Organizing Digital Archives

A few months back I wrote a post call Data Archiving Method where I talked about which media I chose to backup my scanned photo and negative archives. I also mentioned the labeling method I chose to keep track of each photo. I haven’t wrote much about archive since then so I decided to provide more information for those that are archiving.

In this post I will elaborate on the organizing and photo properties that I have chosen for the archives.

Archive File Properties

There is always talk on forums and Web sites on what resolution to scan originals (both photos and negatives) in order to archive them in a digital format. There really doesn’t seem to be one preferred method to choose, so I came up with my own that I will use. It may not be the best method, or the one you prefer, but it works for me.

Photographs (Colour/Black and White)

  • Scanning Resolution: 600 dpi
  • Colour: 48 bit
  • File format: TIFF
  • File name:
    • pcnnnnnn.tif (colour)
    • pbnnnnnn.tif (black and white)

A few notes about the above specifications. The first is the 600 dpi. For the most part 300 dpi is all that is needed to get a good photograph, but I decided to double that value in case I would like to enlarge the photograph in the future. Disk space is not a concern for my so I don’t mind the large image. You will also notice that I scan the photograph in at 48 bits. I do all my scanning at that bit depth because I like the extra overhead for editing.

Film and Slides

  • Scanning Resolution: 3600 dpi
  • Colour: 48 bit
  • File format: TIFF
  • File name:
    • fcnnnnnn.tif (film – colour)
    • fbnnnnnn.tif (film – black & white)
    • scnnnnnn.tif (slide – colour)
    • sbnnnnnn.tif (slide – black & white)

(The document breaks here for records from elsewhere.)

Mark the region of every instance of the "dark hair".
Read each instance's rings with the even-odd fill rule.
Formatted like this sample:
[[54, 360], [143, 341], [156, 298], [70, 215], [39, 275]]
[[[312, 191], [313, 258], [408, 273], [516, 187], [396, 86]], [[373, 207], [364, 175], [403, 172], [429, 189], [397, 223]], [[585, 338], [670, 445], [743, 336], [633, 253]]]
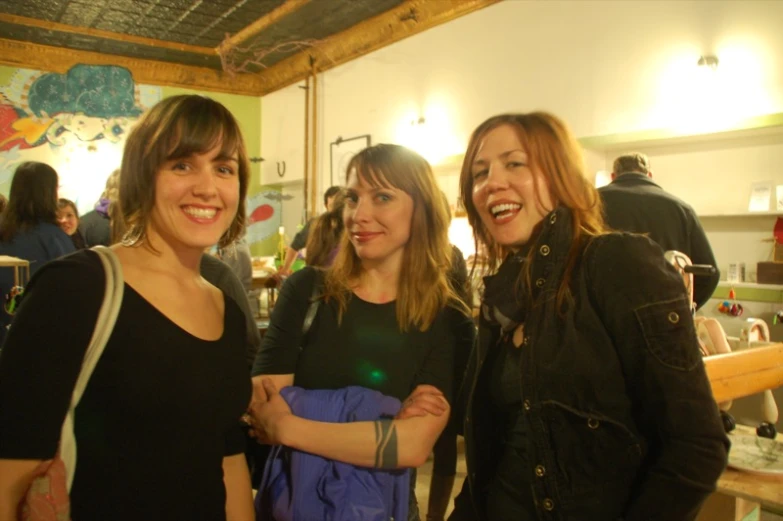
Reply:
[[57, 172], [45, 163], [30, 161], [14, 172], [0, 240], [10, 241], [17, 232], [40, 223], [57, 224]]
[[310, 266], [327, 267], [332, 252], [340, 245], [340, 238], [345, 228], [343, 223], [345, 194], [338, 188], [333, 196], [335, 199], [332, 209], [315, 219], [307, 236], [305, 262]]
[[199, 95], [160, 101], [130, 131], [120, 168], [119, 208], [111, 212], [112, 218], [122, 220], [118, 223], [121, 228], [136, 229], [140, 233], [138, 242], [143, 243], [155, 205], [155, 178], [160, 166], [173, 158], [207, 152], [216, 145], [220, 145], [221, 154], [236, 153], [238, 157], [239, 206], [218, 247], [234, 242], [245, 230], [250, 163], [234, 116], [217, 101]]
[[61, 197], [57, 200], [57, 209], [62, 210], [63, 208], [70, 206], [71, 210], [73, 210], [74, 215], [76, 215], [76, 218], [79, 218], [79, 210], [76, 208], [76, 204], [71, 201], [70, 199], [65, 199], [64, 197]]
[[3, 213], [6, 206], [8, 206], [8, 198], [3, 194], [0, 194], [0, 214]]
[[343, 188], [341, 186], [330, 186], [326, 189], [324, 192], [324, 206], [329, 204], [329, 198], [334, 197], [340, 192], [342, 192]]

My concern when scanning negatives and slides is the size of the image. At such a high resolution and bit depth the image file was over 100 MB. I chose 3600 dpi since it was a nice compromise between size and quality. This produces a very large image anyway so I’m not really sacrificing anything.

Digital Photos

For photos taken with a digital camera I leave everything as is, even the file name.

File Naming Conventions

As you can see the file name is representative of the type of scan. I came up with a simple, and yet effective method of naming each image file. Each file is exactly 8 characters long with the first two characters providing a description of the original image source. The “nnnnnn” in each file represents a number that I increment by one each time: 000001 to 999999. I can have several images with the same number, just as long as they are stored on different media and categories.

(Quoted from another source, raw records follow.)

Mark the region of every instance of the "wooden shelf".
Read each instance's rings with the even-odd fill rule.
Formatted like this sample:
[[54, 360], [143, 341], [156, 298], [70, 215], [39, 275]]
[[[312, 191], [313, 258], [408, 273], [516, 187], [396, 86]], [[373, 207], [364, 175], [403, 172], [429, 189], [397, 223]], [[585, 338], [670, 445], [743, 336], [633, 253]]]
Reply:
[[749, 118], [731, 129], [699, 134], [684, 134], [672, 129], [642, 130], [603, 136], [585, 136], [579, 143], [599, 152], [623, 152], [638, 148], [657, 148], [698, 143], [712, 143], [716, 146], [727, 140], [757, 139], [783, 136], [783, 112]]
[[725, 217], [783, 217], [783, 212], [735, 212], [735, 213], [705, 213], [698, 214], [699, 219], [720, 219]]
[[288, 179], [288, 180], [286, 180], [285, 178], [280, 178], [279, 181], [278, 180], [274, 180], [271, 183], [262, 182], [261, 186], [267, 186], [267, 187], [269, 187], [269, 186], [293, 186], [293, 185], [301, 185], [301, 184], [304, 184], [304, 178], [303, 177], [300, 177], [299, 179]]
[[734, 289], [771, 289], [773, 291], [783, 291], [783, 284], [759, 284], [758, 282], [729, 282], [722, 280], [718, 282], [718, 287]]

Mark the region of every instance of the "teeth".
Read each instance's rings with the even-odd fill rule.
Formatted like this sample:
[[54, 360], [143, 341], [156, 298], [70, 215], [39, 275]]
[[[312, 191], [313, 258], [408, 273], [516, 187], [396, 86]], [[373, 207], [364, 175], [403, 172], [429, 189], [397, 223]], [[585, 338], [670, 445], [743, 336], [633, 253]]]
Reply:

The two letters are defined below.

First Character

  • D – Digital source
  • P – Photo
  • F – Film
  • S – Slide
  • V – Video

Second Character

  • C – Colour
  • B – Black and White
  • I – CD/DVD Image (ISO file)
  • M – Raw movie file (avi)

As you can see from the above naming conventions I also have some specified for videos. I am also archiving family videos, so I created naming conventions for those as well.


To make my task of creating and organizing my archives, I have created both scanning standards and naming conventions for my digital archives. These are by no means standards by which to use when creating your digital archives, but they may help to create your own. If you have created your own standards, I would be interested to hear what they are.